ROCKVILLE, Md. - REGENXBIO Inc. (NASDAQ:RGNX) announced the completion of enrollment for the second cohort in its Phase I/II AFFINITY DUCHENNE® trial of RGX-202, a gene therapy candidate for Duchenne muscular dystrophy (Duchenne). The company also shared promising interim safety and efficacy data, including a significant increase in microdystrophin expression in a young patient.
As of February 6, five patients aged 4.4 to 12.1 years have been treated with RGX-202 without any drug-related serious adverse events. The follow-up period post-administration ranges from about three weeks to over nine months. All patients who reached a three-month follow-up showed a reduction in serum creatinine kinase (CK) levels, suggesting clinical improvement.
Notably, a 6.6-year-old patient exhibited 83.4% of normal microdystrophin expression levels and a 93% reduction in serum CK levels at ten weeks, marking the largest increase observed in the trial to date. This data supports the potential of RGX-202 to produce microdystrophin similar to naturally occurring dystrophin, which is crucial for muscle function.
REGENXBIO plans to determine a pivotal dose by mid-2024 and expects to begin a pivotal trial in the latter half of the year. The company aims to use microdystrophin expression as a surrogate endpoint for a Biologics License Application (BLA) filing through the accelerated approval pathway.
The AFFINITY DUCHENNE trial is designed to evaluate the safety, tolerability, and clinical efficacy of a single intravenous dose of RGX-202 in young Duchenne patients.

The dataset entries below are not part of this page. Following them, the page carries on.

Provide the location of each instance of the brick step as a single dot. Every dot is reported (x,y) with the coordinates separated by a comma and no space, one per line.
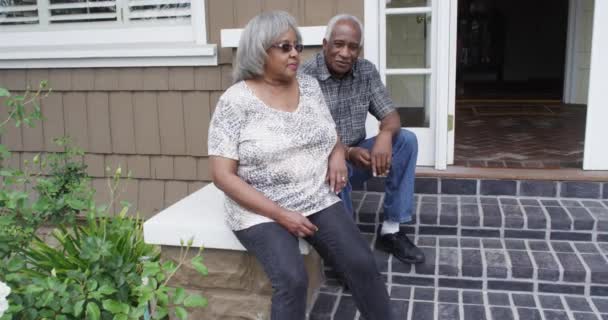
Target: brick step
(427,303)
(495,216)
(518,186)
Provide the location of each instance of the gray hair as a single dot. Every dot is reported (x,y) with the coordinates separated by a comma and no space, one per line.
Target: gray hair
(343,17)
(258,36)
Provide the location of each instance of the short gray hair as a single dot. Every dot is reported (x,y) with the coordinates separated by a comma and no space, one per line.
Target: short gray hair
(343,17)
(260,33)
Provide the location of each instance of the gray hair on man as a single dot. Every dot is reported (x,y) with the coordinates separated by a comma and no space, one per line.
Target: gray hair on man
(258,36)
(343,17)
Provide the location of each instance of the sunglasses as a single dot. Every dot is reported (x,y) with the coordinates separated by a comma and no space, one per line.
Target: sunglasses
(287,47)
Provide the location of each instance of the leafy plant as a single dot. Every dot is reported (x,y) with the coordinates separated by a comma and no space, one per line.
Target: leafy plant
(99,266)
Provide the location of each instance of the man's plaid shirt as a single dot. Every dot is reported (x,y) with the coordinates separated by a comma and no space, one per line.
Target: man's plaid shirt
(350,98)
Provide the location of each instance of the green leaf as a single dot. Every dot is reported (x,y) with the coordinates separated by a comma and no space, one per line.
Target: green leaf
(181,313)
(93,312)
(4,152)
(195,300)
(106,289)
(161,313)
(115,307)
(78,306)
(180,295)
(15,264)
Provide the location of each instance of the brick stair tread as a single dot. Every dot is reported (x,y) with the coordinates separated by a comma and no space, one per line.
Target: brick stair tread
(552,261)
(419,302)
(512,217)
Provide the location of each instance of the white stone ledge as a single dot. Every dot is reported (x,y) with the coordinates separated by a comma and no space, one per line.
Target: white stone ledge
(199,216)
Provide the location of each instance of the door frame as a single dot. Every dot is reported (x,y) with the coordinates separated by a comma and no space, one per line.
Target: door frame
(443,76)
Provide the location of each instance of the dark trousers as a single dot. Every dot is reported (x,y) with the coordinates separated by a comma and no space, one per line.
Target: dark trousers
(339,243)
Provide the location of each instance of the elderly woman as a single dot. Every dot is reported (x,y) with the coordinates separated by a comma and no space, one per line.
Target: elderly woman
(274,152)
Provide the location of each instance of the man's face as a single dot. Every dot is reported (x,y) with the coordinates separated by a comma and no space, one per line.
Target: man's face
(343,48)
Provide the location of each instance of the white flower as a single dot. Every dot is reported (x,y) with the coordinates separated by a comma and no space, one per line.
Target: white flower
(3,306)
(4,292)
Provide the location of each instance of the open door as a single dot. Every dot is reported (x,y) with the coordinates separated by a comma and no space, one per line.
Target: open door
(414,54)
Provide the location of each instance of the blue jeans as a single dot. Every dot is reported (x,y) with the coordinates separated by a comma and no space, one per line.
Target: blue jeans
(399,188)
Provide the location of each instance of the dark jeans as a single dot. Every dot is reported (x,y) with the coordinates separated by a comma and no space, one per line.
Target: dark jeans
(339,243)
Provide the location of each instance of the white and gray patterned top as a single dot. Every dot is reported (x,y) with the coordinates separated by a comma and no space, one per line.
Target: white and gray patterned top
(282,154)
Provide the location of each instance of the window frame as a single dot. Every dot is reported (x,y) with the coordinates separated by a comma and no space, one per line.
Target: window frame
(76,45)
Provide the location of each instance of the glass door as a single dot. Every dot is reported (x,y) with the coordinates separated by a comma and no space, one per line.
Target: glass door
(415,67)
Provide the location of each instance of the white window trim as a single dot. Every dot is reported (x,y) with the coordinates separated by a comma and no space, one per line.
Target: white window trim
(311,36)
(147,45)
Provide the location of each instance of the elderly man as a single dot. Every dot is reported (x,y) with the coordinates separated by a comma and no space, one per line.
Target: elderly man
(352,88)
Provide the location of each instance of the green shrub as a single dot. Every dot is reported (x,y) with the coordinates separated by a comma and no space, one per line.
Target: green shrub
(97,265)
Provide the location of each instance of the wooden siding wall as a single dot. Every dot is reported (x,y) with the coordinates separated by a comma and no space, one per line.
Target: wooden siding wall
(150,121)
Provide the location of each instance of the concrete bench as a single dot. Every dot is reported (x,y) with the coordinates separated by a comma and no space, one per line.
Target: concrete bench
(236,287)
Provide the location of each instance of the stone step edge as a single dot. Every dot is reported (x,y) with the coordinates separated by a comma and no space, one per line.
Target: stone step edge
(502,285)
(499,187)
(495,233)
(510,285)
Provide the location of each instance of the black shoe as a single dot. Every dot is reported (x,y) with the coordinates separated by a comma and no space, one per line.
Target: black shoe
(400,246)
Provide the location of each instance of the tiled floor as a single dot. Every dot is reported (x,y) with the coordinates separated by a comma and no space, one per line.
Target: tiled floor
(507,135)
(487,260)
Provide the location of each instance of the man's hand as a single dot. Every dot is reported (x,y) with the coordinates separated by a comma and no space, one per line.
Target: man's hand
(297,224)
(337,173)
(360,157)
(381,155)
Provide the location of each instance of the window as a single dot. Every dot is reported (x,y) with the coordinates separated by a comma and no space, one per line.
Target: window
(103,33)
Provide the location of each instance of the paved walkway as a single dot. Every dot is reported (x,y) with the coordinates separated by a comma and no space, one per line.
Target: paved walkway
(489,257)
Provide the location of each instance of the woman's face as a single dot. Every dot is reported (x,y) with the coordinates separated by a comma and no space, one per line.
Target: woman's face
(283,57)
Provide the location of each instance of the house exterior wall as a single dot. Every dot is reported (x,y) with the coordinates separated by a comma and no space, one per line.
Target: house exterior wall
(151,121)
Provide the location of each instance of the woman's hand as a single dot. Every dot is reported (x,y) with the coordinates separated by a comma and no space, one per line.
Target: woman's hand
(337,173)
(296,223)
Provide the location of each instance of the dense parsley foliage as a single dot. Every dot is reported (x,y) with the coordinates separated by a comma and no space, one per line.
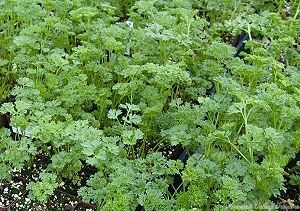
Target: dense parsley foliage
(114,83)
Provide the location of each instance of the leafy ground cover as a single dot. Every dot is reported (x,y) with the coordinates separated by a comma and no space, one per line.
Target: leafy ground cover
(171,105)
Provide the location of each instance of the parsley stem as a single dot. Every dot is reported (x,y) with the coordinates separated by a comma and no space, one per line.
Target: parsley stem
(238,151)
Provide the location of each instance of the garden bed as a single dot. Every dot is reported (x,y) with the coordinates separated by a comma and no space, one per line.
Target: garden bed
(149,105)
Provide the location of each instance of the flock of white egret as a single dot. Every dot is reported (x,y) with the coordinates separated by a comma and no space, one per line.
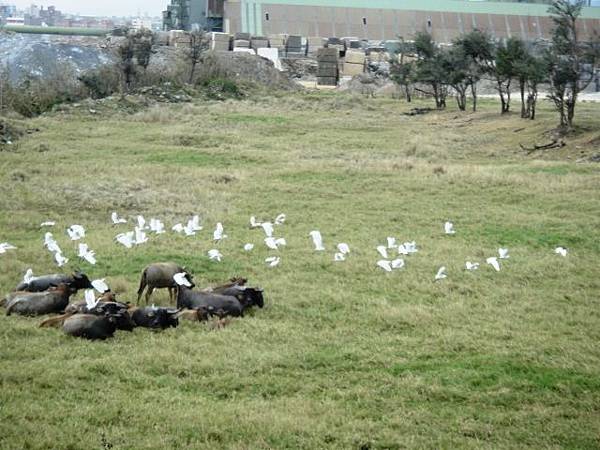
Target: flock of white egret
(392,253)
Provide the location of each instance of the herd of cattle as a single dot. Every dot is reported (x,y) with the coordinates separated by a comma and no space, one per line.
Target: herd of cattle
(99,318)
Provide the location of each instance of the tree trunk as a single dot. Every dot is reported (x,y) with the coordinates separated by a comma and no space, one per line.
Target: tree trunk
(524,109)
(474,94)
(461,98)
(192,72)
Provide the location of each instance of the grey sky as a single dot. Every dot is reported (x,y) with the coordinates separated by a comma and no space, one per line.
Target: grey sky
(99,7)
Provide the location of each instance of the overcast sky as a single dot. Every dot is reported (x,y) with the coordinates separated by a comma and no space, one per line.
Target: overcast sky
(100,7)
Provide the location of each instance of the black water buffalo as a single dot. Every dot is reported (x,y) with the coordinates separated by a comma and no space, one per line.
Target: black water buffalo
(54,300)
(90,326)
(155,317)
(77,281)
(213,304)
(247,296)
(158,276)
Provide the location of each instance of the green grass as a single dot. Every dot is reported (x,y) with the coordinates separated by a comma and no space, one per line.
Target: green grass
(343,355)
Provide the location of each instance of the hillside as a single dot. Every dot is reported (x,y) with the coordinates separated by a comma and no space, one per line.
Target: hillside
(344,355)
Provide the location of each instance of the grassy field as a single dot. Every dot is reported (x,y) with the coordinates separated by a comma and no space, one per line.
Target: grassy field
(343,355)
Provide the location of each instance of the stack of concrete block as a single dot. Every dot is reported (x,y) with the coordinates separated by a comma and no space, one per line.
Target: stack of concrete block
(242,36)
(278,41)
(241,43)
(337,44)
(220,42)
(354,44)
(272,54)
(354,63)
(179,38)
(259,42)
(293,44)
(314,43)
(328,70)
(162,38)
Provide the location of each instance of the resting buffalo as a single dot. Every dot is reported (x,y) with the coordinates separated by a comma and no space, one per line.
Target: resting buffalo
(247,296)
(106,307)
(90,326)
(76,281)
(213,304)
(155,317)
(39,303)
(158,276)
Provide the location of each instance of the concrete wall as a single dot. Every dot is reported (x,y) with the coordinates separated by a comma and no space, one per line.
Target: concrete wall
(386,19)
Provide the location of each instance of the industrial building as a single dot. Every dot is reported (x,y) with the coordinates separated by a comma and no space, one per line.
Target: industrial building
(377,19)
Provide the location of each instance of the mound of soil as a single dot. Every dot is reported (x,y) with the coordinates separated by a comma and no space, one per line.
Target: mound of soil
(254,69)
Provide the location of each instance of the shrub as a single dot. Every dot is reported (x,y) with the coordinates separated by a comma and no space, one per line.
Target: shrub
(101,82)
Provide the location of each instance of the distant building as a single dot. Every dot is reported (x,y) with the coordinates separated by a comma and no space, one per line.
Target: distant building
(194,14)
(141,24)
(15,21)
(38,16)
(7,11)
(387,19)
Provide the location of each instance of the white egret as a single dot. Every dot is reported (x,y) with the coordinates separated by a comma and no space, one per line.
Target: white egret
(382,251)
(141,222)
(87,254)
(561,251)
(441,274)
(116,219)
(140,236)
(60,259)
(100,285)
(194,223)
(6,246)
(397,263)
(267,228)
(254,223)
(339,257)
(215,255)
(343,248)
(76,232)
(272,261)
(218,233)
(157,226)
(181,279)
(317,240)
(471,266)
(271,243)
(493,261)
(385,265)
(410,247)
(126,239)
(90,299)
(28,277)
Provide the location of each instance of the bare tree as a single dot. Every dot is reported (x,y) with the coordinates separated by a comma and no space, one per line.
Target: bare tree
(134,52)
(199,44)
(570,60)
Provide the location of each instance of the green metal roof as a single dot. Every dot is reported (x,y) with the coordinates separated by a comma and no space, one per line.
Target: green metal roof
(456,6)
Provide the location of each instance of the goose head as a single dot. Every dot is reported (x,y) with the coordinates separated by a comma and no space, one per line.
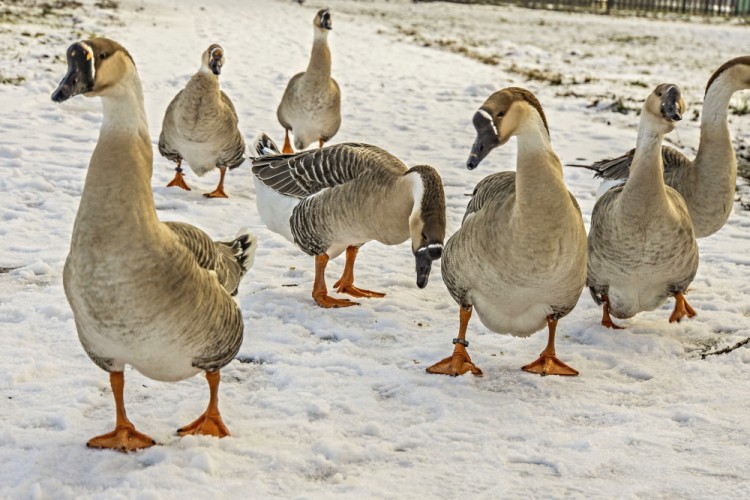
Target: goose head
(323,21)
(427,220)
(213,59)
(95,66)
(664,106)
(734,73)
(500,118)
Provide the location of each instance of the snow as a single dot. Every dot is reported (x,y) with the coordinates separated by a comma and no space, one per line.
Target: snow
(325,403)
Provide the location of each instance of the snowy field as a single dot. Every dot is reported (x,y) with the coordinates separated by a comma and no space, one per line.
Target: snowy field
(336,403)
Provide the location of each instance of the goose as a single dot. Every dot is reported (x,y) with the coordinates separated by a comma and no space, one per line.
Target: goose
(311,105)
(200,126)
(152,295)
(707,182)
(642,246)
(337,198)
(519,257)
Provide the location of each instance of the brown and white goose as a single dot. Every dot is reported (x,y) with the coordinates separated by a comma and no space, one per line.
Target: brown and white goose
(707,182)
(519,258)
(642,246)
(200,126)
(311,105)
(156,296)
(338,198)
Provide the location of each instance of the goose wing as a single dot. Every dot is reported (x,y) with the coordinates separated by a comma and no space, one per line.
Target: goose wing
(228,103)
(493,187)
(304,174)
(228,259)
(619,168)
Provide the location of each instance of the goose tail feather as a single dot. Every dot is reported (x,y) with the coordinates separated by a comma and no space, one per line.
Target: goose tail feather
(244,246)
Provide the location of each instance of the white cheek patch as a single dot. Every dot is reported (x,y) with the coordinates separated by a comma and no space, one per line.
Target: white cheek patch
(90,59)
(489,119)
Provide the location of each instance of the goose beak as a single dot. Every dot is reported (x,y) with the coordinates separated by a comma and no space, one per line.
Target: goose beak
(672,105)
(486,140)
(325,21)
(216,60)
(80,76)
(424,257)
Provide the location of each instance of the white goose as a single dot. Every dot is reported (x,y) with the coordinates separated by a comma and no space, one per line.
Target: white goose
(200,126)
(154,295)
(707,183)
(642,246)
(340,197)
(519,257)
(311,104)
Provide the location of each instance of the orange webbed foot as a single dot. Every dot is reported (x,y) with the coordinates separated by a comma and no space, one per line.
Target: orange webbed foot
(681,309)
(548,364)
(357,292)
(124,438)
(607,319)
(328,302)
(456,364)
(608,323)
(205,425)
(216,193)
(179,181)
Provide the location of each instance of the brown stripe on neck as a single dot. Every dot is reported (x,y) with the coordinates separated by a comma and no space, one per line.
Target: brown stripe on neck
(729,64)
(522,94)
(432,203)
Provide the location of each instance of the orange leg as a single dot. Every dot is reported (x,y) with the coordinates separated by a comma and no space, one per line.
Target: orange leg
(606,319)
(287,149)
(124,438)
(346,283)
(210,423)
(179,179)
(320,292)
(681,308)
(459,362)
(547,363)
(219,191)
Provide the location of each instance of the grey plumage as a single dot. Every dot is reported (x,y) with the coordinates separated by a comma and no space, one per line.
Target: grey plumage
(200,125)
(642,246)
(150,294)
(485,244)
(707,183)
(676,167)
(340,197)
(362,175)
(311,104)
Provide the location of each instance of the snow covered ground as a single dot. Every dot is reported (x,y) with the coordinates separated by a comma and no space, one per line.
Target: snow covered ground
(326,403)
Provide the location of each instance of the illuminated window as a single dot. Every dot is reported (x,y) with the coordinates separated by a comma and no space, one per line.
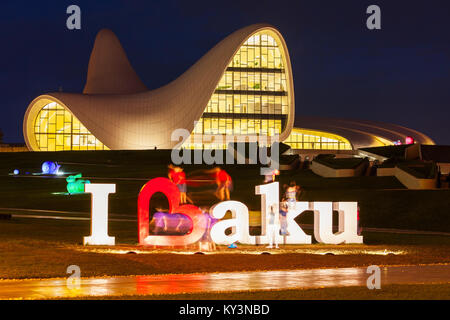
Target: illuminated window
(252,95)
(310,139)
(56,129)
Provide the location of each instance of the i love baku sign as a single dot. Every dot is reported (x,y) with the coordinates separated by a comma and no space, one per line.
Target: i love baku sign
(239,223)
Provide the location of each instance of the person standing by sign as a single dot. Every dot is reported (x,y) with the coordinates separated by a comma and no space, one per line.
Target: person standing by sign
(283,217)
(272,228)
(224,184)
(177,176)
(291,194)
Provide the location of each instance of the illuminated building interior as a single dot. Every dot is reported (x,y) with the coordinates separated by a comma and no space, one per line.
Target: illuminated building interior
(311,139)
(251,98)
(56,129)
(241,90)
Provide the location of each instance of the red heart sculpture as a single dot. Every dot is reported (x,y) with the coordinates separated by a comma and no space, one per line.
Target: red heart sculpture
(170,190)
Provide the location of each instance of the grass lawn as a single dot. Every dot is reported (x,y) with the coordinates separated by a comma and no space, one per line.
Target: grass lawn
(34,248)
(384,202)
(388,292)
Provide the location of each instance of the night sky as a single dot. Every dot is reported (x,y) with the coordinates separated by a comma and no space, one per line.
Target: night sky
(399,74)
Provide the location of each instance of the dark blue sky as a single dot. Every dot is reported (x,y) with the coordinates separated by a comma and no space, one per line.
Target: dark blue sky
(400,74)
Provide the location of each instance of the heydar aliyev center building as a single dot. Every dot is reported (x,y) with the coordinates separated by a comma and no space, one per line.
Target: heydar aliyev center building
(242,87)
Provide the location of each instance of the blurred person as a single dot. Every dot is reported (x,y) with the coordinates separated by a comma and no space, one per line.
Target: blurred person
(283,217)
(272,228)
(224,183)
(178,177)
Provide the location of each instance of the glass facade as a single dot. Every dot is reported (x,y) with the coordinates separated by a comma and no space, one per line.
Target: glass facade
(311,139)
(251,97)
(56,129)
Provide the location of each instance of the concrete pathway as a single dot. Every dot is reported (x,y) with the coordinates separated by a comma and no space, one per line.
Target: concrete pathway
(218,282)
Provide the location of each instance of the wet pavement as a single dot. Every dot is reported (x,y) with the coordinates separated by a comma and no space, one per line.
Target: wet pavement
(214,282)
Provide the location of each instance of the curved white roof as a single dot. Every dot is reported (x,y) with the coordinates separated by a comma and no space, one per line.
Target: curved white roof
(361,133)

The trial includes a comprehensive immunosuppression regimen to mitigate potential immunologic responses and will assess various clinical endpoints, including muscle microdystrophin protein levels and functional assessments.
Duchenne is a severe muscle disease affecting approximately 1 in 3,500 to 5,000 boys born each year worldwide. The condition leads to progressive muscle degeneration and premature death. RGX-202 aims to improve muscle resistance to damage by delivering a novel microdystrophin transgene using a proprietary AAV vector and muscle-specific promoter.
REGENXBIO is a leader in gene therapy development, leveraging its NAV Technology Platform to address various therapeutic areas. The company's "5x'25" strategy focuses on advancing five AAV Therapeutics to pivotal-stage or commercial products by 2025.
This news is based on a press release statement from REGENXBIO Inc.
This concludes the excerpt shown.